By NEMS Daily Journal
Charter school legalization in Mississippi died on Monday, for the present, on legislative deadline, stopping a priority of the governor and most other Republican leaders in the Capitol.
Opponents of charter schools prevailed by effectively rousing their allies inside the Legislature and in the larger community of public school support.
However, describing opponents solely as defenders of the status quo is not fully accurate because many charter opponents also agree that regular public school performance has been too often inadequate, and sometimes a failure. Some opponents of the charter bills passed or considered this year would support more restrictive public charter school approval.

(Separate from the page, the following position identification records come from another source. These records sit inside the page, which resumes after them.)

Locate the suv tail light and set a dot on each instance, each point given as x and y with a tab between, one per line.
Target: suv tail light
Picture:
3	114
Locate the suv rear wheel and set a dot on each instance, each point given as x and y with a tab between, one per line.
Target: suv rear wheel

In short, public education as it’s structured now in Mississippi hasn’t worked for everybody. An alternative with potential for greater success, particularly a model focused on closing the achievement gap between poor and prosperous, white and minority students, is desperately needed.
The bill as it existed on deadline was mostly a Senate measure, amended by the House, and then passed a second time by the Senate.
It would allow local school board veto authority of charter schools in districts rated Successful, High Performing or Star, based on state tests and measures. It would not allow conversion of existing private or parochial schools to public charter status, and it would require a demographic composition in the charter school reflective of the public school district.
The bill barred “virtual” charter schools, which are widely suspect.
Charter schools would be funded from the same pools of state and local funding used to support non-charter public schools. Students transferring from non-charter public schools to charter schools would be followed by tax-supported funds.
While “not a panacea,” as Lt. Gov. Tate Reeves earlier told the Daily Journal’s editorial board, correctly structured charter schools offer an alternate route for the parents who want their children in a public school but with different methods.
The Parents’ Campaign, a major education adequacy coalition, believes that all chartering entities (schools and their management organizations) should be nonprofits, have a “track record of success” and be authorized by a single entity: the State Board of Education.
The campaign also notes that charter schools competing with failing traditional schools have a much higher success rate than those that compete with good traditional schools.
Proponents must convince opponents that they do not seek vouchers for private schools or plan a back-door attack that would dismantle public education.
Most of all, support for full public school funding under the existing MAEP formula would be persuasive.
Let the dust settle. Work during the off-season for a strong compromise.